Als Ausstellungs- und Präsentationsräume nutzt man fünf ehemalige Zellen im rechten Flügel des Hauses, deren Einrichtung originalgetreu nachgestellt wird. Träger des Gedenkortes ist das Staatsarchiv Bremen, das Führungen und Veranstaltungen in Zusammenarbeit mit den Vereinen Gedenkstätte Ostertorwache e. V. und Erinnern für die Zukunft e. V. koordiniert.
Geschichte
Erste Bestrebungen, das nördliche Torhaus in eine Erinnerungsort umzuwandeln, kamen 1984 auf und seit Mitte der 1980er Jahre setzte sich die Arbeitsgemeinschaft ehemals verfolgter Sozialdemokraten (AvS) – speziell deren Bremer Gedenkstättenbeauftragte Rainer Habel – für eine zentrale Dokumentations- und Gedenkstätte für die Opfer des Nationalsozialismus ein. Am 16. Dezember 1989 sendete Mechthild Müser ihre Rundfunkproduktion „Wenn euch ekelt, wir verdenken es Euch nicht“, die die Diskussion neu entfachte. Die AvS forderte daraufhin, ein Dokumentenhaus mit der Dauerausstellung „Verfolgung und Widerstand in Bremen 1933–1945“ einzurichten und schlug als Standort das ehemalige Gefängnis vor. Der Kulturplan für Bremen 1987–1995 sah allerdings eine gemeinsame Nutzung des Gebäudes durch das gegenüberliegende Gerhard-Marcks-Haus sowie die benachbarte Kunsthalle vor.

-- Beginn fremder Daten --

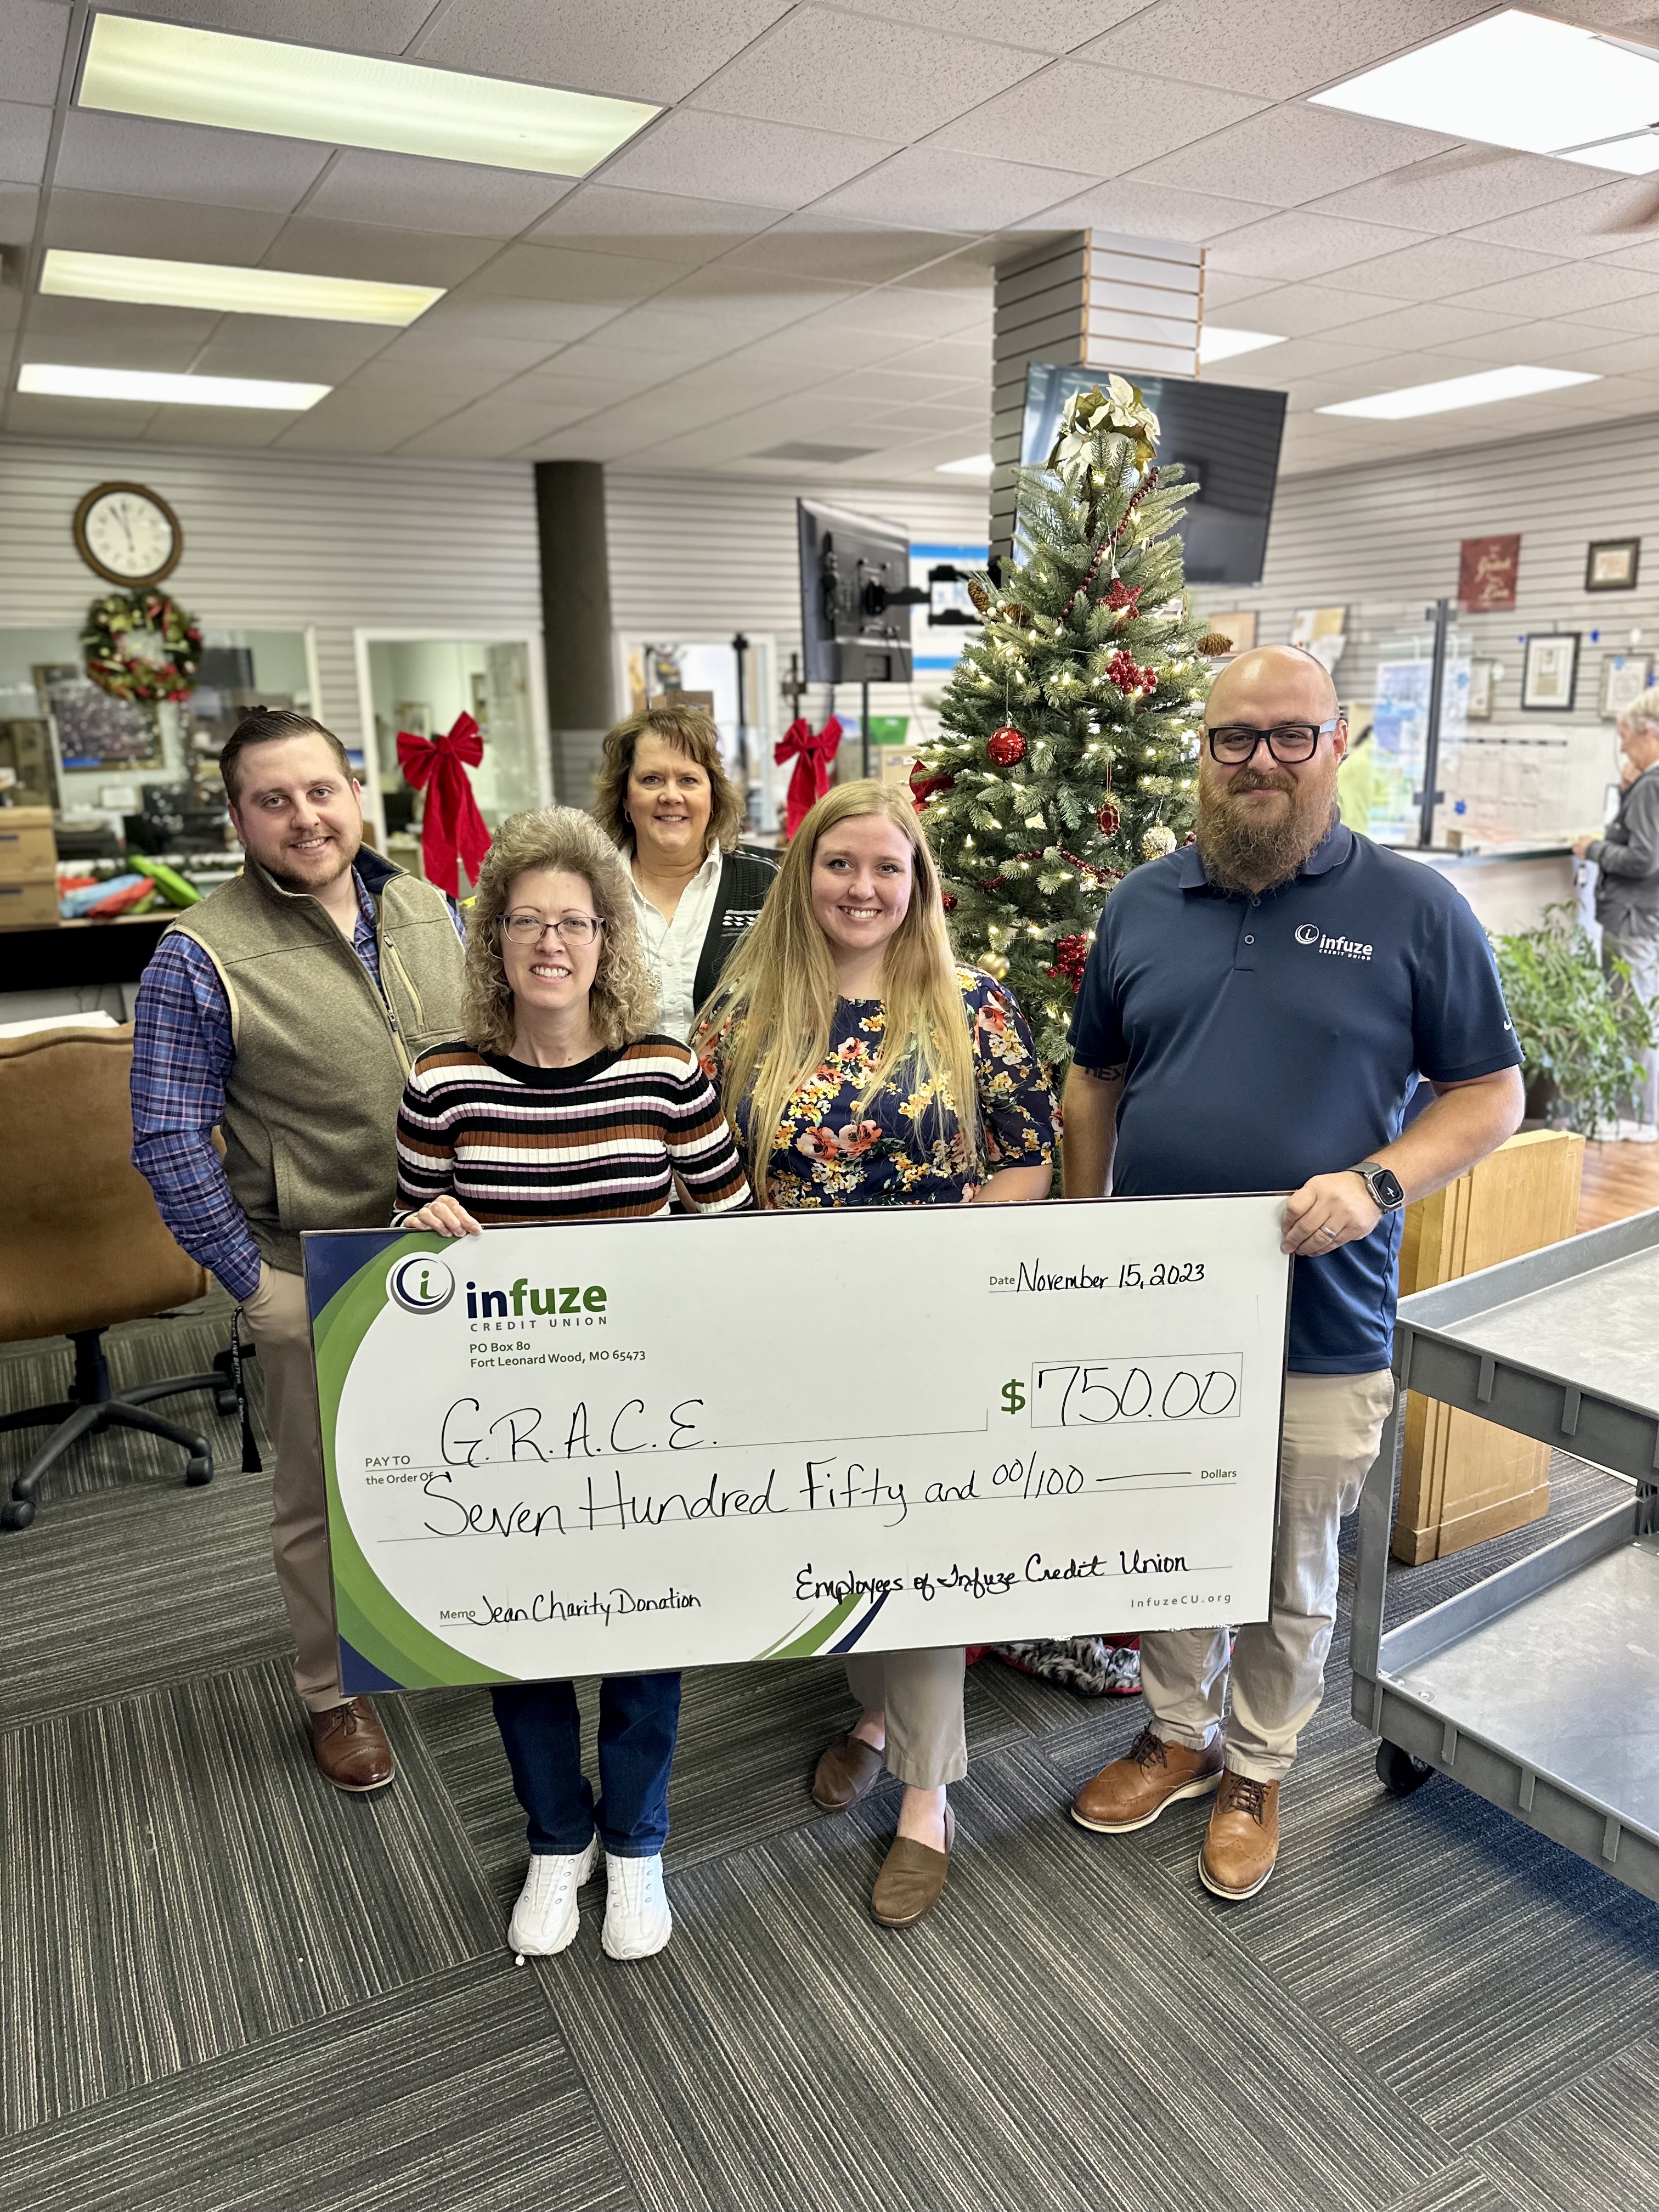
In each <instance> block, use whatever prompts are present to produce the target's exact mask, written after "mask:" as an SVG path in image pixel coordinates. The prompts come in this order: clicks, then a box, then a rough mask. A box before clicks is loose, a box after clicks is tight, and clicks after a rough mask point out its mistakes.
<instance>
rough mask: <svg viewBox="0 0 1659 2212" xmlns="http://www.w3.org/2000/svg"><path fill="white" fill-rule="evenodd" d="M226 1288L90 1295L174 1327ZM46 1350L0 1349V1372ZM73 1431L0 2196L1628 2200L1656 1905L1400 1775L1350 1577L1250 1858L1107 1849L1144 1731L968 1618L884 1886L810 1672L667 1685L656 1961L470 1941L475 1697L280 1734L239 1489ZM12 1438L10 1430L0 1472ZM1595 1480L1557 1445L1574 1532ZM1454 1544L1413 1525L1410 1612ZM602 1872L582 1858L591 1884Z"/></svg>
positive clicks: (259, 1524)
mask: <svg viewBox="0 0 1659 2212" xmlns="http://www.w3.org/2000/svg"><path fill="white" fill-rule="evenodd" d="M226 1312H228V1310H226V1307H223V1305H221V1303H219V1301H208V1303H206V1305H204V1307H195V1310H190V1314H186V1316H181V1318H175V1321H157V1323H144V1325H135V1327H131V1329H122V1332H115V1334H113V1338H111V1352H113V1365H115V1369H117V1378H122V1380H137V1378H139V1376H150V1374H177V1371H192V1369H201V1367H206V1365H208V1360H210V1356H212V1352H215V1349H217V1347H219V1345H221V1343H223V1340H226V1327H228V1323H226ZM66 1374H69V1356H66V1352H64V1354H58V1352H53V1349H51V1347H27V1345H24V1347H9V1349H7V1352H0V1409H4V1407H20V1405H29V1402H35V1400H40V1398H46V1396H55V1394H58V1391H60V1389H62V1387H64V1383H66ZM190 1407H192V1411H195V1413H197V1416H199V1418H201V1420H206V1422H208V1433H210V1436H212V1438H215V1453H217V1464H219V1475H217V1480H215V1484H212V1486H210V1489H206V1491H186V1489H184V1486H181V1480H179V1478H181V1460H179V1455H177V1453H175V1451H173V1449H170V1447H161V1444H150V1440H146V1438H128V1436H108V1438H102V1440H100V1442H97V1444H93V1447H82V1451H80V1455H77V1458H75V1460H73V1462H71V1464H69V1467H66V1469H64V1471H60V1473H58V1478H55V1480H53V1482H51V1489H49V1493H46V1502H44V1506H42V1513H40V1520H38V1522H35V1526H33V1528H31V1531H29V1533H27V1535H22V1537H13V1535H7V1537H0V1805H2V1814H4V1860H2V1863H0V1865H2V1869H4V1898H2V1902H0V2212H24V2208H31V2212H33V2208H53V2212H139V2208H144V2212H232V2208H234V2212H254V2208H270V2212H356V2208H363V2212H369V2208H374V2212H394V2208H396V2212H405V2208H407V2212H531V2208H535V2212H577V2208H615V2212H690V2208H695V2212H703V2208H708V2212H717V2208H719V2212H728V2208H732V2212H739V2208H741V2212H816V2208H825V2212H841V2208H869V2212H958V2208H960V2212H980V2208H984V2212H993V2208H995V2212H1004V2208H1006V2212H1046V2208H1066V2212H1117V2208H1124V2212H1130V2208H1133V2212H1141V2208H1146V2212H1192V2208H1225V2212H1234V2208H1250V2212H1256V2208H1261V2212H1281V2208H1283V2212H1336V2208H1343V2212H1349V2208H1352V2212H1577V2208H1586V2212H1588V2208H1595V2212H1608V2208H1619V2212H1621V2208H1626V2205H1628V2208H1644V2212H1646V2208H1652V2205H1655V2203H1659V2104H1657V2101H1655V2095H1652V2084H1655V2068H1657V2066H1659V2011H1657V2006H1659V1909H1657V1907H1652V1905H1648V1902H1644V1900H1641V1898H1637V1896H1635V1893H1632V1891H1628V1889H1624V1887H1621V1885H1617V1882H1615V1880H1610V1878H1608V1876H1604V1874H1599V1871H1597V1869H1593V1867H1588V1865H1584V1863H1579V1860H1577V1858H1571V1856H1568V1854H1564V1851H1559V1849H1557V1847H1555V1845H1551V1843H1544V1840H1542V1838H1537V1836H1533V1834H1531V1832H1528V1829H1524V1827H1522V1825H1517V1823H1515V1820H1511V1818H1506V1816H1504V1814H1500V1812H1493V1809H1491V1807H1486V1805H1482V1803H1480V1801H1478V1798H1471V1796H1467V1794H1464V1792H1460V1790H1458V1787H1455V1785H1451V1783H1447V1781H1436V1783H1431V1785H1429V1787H1427V1790H1422V1792H1420V1794H1418V1796H1413V1798H1409V1801H1407V1803H1396V1801H1394V1798H1387V1796H1385V1794H1383V1792H1380V1787H1378V1783H1376V1776H1374V1770H1371V1745H1369V1741H1367V1739H1365V1736H1363V1732H1360V1730H1358V1728H1356V1725H1354V1723H1352V1721H1349V1719H1347V1670H1345V1641H1343V1637H1345V1624H1343V1626H1338V1648H1336V1652H1334V1666H1332V1683H1329V1692H1327V1701H1325V1710H1323V1712H1321V1717H1318V1721H1316V1725H1314V1728H1312V1732H1310V1736H1307V1739H1305V1747H1303V1759H1301V1763H1298V1767H1296V1776H1294V1783H1292V1787H1290V1790H1287V1796H1285V1820H1287V1840H1285V1849H1283V1856H1281V1865H1279V1871H1276V1876H1274V1880H1272V1885H1270V1887H1267V1889H1265V1891H1263V1896H1261V1898H1256V1900H1252V1902H1250V1905H1241V1907H1221V1905H1217V1902H1214V1900H1212V1898H1210V1896H1208V1893H1206V1891H1203V1889H1201V1887H1199V1882H1197V1878H1194V1867H1192V1860H1194V1851H1197V1843H1199V1834H1201V1823H1203V1812H1206V1809H1203V1807H1183V1809H1179V1812H1172V1814H1170V1816H1168V1818H1166V1820H1161V1823H1159V1825H1157V1827H1152V1829H1148V1832H1146V1834H1141V1836H1135V1838H1126V1840H1117V1843H1106V1840H1104V1838H1097V1836H1088V1834H1084V1832H1082V1829H1079V1827H1075V1825H1073V1823H1071V1820H1068V1818H1066V1816H1064V1805H1066V1796H1068V1792H1071V1790H1073V1787H1075V1785H1077V1783H1079V1781H1082V1778H1084V1776H1086V1774H1091V1772H1093V1770H1095V1767H1097V1765H1102V1763H1104V1761H1106V1759H1110V1756H1115V1754H1117V1752H1119V1750H1121V1747H1124V1745H1126V1743H1128V1739H1130V1736H1133V1734H1135V1730H1137V1725H1139V1701H1137V1699H1130V1701H1110V1703H1108V1705H1106V1708H1097V1705H1088V1703H1084V1701H1079V1699H1073V1697H1071V1694H1066V1692H1060V1690H1048V1688H1044V1686H1040V1683H1033V1681H1026V1679H1022V1677H1018V1674H1013V1672H1009V1670H1006V1668H1000V1666H995V1663H993V1661H987V1663H980V1666H978V1668H975V1670H973V1672H971V1677H969V1743H971V1756H973V1770H971V1774H969V1781H967V1783H962V1785H960V1787H958V1790H956V1792H953V1801H956V1809H958V1820H960V1843H958V1860H956V1867H953V1871H951V1885H949V1891H947V1898H945V1905H942V1909H940V1911H938V1913H933V1916H931V1918H929V1920H925V1922H922V1924H920V1927H916V1929H911V1931H909V1933H905V1936H891V1933H885V1931H883V1929H878V1927H874V1922H872V1920H869V1913H867V1905H865V1900H867V1891H869V1882H872V1878H874V1871H876V1867H878V1863H880V1854H883V1847H885V1836H887V1832H889V1823H891V1798H883V1796H876V1798H874V1801H867V1803H865V1805H863V1807H858V1809H854V1812H852V1814H845V1816H838V1818H821V1816H816V1812H814V1807H812V1803H810V1798H807V1792H805V1781H807V1772H810V1765H812V1759H814V1754H816V1750H818V1747H821V1743H823V1739H825V1736H827V1734H830V1732H832V1730H834V1728H838V1725H845V1694H843V1690H841V1686H838V1679H836V1670H834V1668H832V1666H790V1668H730V1670H714V1672H706V1674H699V1677H692V1679H690V1681H688V1694H686V1721H684V1732H681V1752H679V1763H677V1770H675V1796H672V1820H675V1834H672V1840H670V1847H668V1871H670V1891H672V1902H675V1913H677V1931H675V1940H672V1944H670V1949H668V1951H666V1953H664V1955H661V1958H657V1960H650V1962H644V1964H635V1966H617V1964H613V1962H611V1960H606V1958H604V1955H602V1951H599V1940H597V1911H588V1916H586V1918H584V1929H582V1936H580V1940H577V1944H575V1947H573V1949H571V1951H568V1953H564V1958H560V1960H549V1962H542V1964H538V1966H526V1969H524V1971H522V1973H515V1971H513V1964H511V1958H509V1955H507V1951H504V1947H502V1929H504V1916H507V1907H509V1902H511V1896H513V1891H515V1887H518V1880H520V1874H522V1856H520V1854H522V1827H520V1814H518V1807H515V1805H513V1798H511V1790H509V1783H507V1767H504V1761H502V1754H500V1745H498V1739H495V1730H493V1725H491V1719H489V1705H487V1701H484V1699H482V1694H473V1692H429V1694H425V1697H411V1699H385V1701H383V1703H380V1712H383V1717H385V1721H387V1728H389V1732H392V1736H394V1743H396V1750H398V1761H400V1778H398V1783H396V1787H394V1790H387V1792H380V1794H378V1796H376V1798H369V1801H349V1798H341V1796H336V1794H334V1792H330V1790H325V1787H321V1785H319V1781H316V1778H314V1774H312V1767H310V1759H307V1752H305V1743H303V1736H301V1717H299V1710H296V1708H294V1703H292V1697H290V1692H288V1666H285V1637H283V1617H281V1608H279V1601H276V1588H274V1582H272V1575H270V1555H268V1544H265V1517H268V1484H265V1480H261V1478H259V1475H241V1473H237V1464H239V1453H237V1436H234V1425H232V1422H221V1420H217V1416H215V1413H212V1405H210V1400H206V1398H199V1400H190ZM20 1458H22V1438H15V1436H11V1438H0V1473H4V1480H7V1484H9V1469H15V1464H20ZM1608 1489H1610V1486H1608V1482H1606V1478H1601V1475H1595V1473H1593V1471H1588V1469H1584V1467H1579V1464H1577V1462H1573V1460H1564V1458H1562V1460H1557V1464H1555V1511H1553V1520H1555V1522H1557V1524H1559V1526H1566V1524H1568V1522H1573V1520H1577V1517H1582V1515H1584V1513H1588V1511H1593V1509H1595V1506H1597V1504H1599V1502H1601V1500H1604V1498H1606V1495H1608ZM1533 1542H1537V1531H1526V1533H1522V1535H1520V1537H1515V1540H1506V1542H1502V1544H1493V1546H1486V1553H1484V1555H1480V1557H1478V1559H1469V1557H1467V1555H1464V1557H1462V1559H1451V1562H1444V1564H1440V1566H1429V1568H1418V1571H1409V1573H1398V1575H1396V1584H1394V1606H1396V1608H1398V1610H1420V1608H1422V1606H1427V1604H1433V1601H1436V1599H1440V1597H1442V1595H1447V1593H1449V1590H1451V1588H1453V1586H1460V1584H1462V1582H1469V1579H1473V1577H1475V1575H1478V1573H1486V1571H1489V1568H1491V1566H1493V1564H1498V1559H1502V1557H1504V1555H1506V1553H1511V1551H1522V1548H1528V1546H1531V1544H1533ZM593 1896H595V1898H597V1896H599V1893H597V1891H595V1893H593Z"/></svg>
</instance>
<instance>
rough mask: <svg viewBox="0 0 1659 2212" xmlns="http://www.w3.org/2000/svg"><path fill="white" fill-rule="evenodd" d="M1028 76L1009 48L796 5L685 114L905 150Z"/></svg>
mask: <svg viewBox="0 0 1659 2212" xmlns="http://www.w3.org/2000/svg"><path fill="white" fill-rule="evenodd" d="M1035 69H1037V58H1035V55H1031V53H1018V51H1015V49H1013V46H991V44H982V42H980V40H973V38H962V35H960V33H942V31H929V29H922V27H920V24H905V22H883V20H878V18H874V15H843V13H836V11H832V9H823V7H812V4H805V7H796V9H792V11H790V13H787V15H785V18H783V22H779V24H776V27H774V29H772V31H768V33H765V35H763V38H759V40H757V42H754V44H752V46H750V49H748V51H745V53H741V55H739V58H737V60H734V62H730V64H728V66H726V69H723V71H721V73H719V75H717V77H712V80H710V82H708V84H703V86H701V91H699V93H697V95H695V102H692V104H695V106H699V108H714V111H719V113H723V115H752V117H759V119H765V122H783V124H803V126H810V128H818V131H854V133H858V135H869V137H887V139H898V142H900V144H909V142H911V139H916V137H920V135H922V133H927V131H938V128H940V124H947V122H951V117H956V115H962V113H964V111H967V108H975V106H978V104H980V102H982V100H989V97H991V95H993V93H1000V91H1006V86H1009V84H1015V82H1018V80H1020V77H1026V75H1031V73H1033V71H1035Z"/></svg>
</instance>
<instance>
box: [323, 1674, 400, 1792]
mask: <svg viewBox="0 0 1659 2212" xmlns="http://www.w3.org/2000/svg"><path fill="white" fill-rule="evenodd" d="M312 1759H314V1761H316V1767H319V1772H321V1774H325V1776H327V1781H332V1783H334V1787H336V1790H358V1792H361V1790H385V1785H387V1783H389V1781H392V1774H394V1772H396V1770H394V1765H392V1745H389V1743H387V1741H385V1730H383V1728H380V1723H378V1721H376V1719H374V1705H372V1703H369V1701H367V1697H347V1701H345V1703H343V1705H330V1708H327V1712H314V1714H312Z"/></svg>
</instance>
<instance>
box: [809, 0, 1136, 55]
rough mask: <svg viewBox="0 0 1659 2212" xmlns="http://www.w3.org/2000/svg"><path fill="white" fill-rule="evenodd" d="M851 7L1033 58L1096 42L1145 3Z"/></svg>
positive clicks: (957, 4) (862, 3) (1003, 2)
mask: <svg viewBox="0 0 1659 2212" xmlns="http://www.w3.org/2000/svg"><path fill="white" fill-rule="evenodd" d="M849 4H852V7H854V9H856V11H858V13H860V15H889V18H894V20H896V22H920V24H927V27H929V29H933V31H956V33H962V35H964V38H991V40H995V42H998V44H1004V46H1029V49H1031V51H1033V53H1071V49H1073V46H1077V44H1082V40H1086V38H1099V33H1102V31H1110V27H1113V24H1117V22H1124V20H1126V18H1128V15H1139V13H1141V11H1144V9H1146V0H1024V4H1022V7H1018V9H1011V7H1009V4H1006V0H849Z"/></svg>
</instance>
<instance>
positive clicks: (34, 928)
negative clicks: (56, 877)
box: [0, 876, 58, 929]
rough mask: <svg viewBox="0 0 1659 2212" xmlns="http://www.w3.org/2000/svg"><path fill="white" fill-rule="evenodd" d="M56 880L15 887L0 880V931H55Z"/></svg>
mask: <svg viewBox="0 0 1659 2212" xmlns="http://www.w3.org/2000/svg"><path fill="white" fill-rule="evenodd" d="M55 927H58V878H55V876H46V878H44V880H33V883H18V880H7V878H4V876H0V929H55Z"/></svg>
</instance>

Das Nutzungskonzept wurde am 12. März 1991 im Rahmen einer Fragestunde kurz in der Bremischen Bürgerschaft debattiert. Bei dieser Gelegenheit mahnte der damalige Senator für Bildung, Wissenschaft und Kunst Henning Scherf an, es dürfe kein neuer Zuschussbedarf entstehen – etwaige Nutzer des Hauses müssten also in der Lage sein, es finanziell selbst tragen zu können. Ferner sagte er:
- „Dieses alte Gefängnis, das ja auch eine historische Bedeutung hat, ist auch ein Denkmal. Man darf die alten Zellen nicht alle wegreißen, die sind alle geschützt, da haben früher einmal Gestapo-Häftlinge gesessen, auch Verwandte von mir.“[1]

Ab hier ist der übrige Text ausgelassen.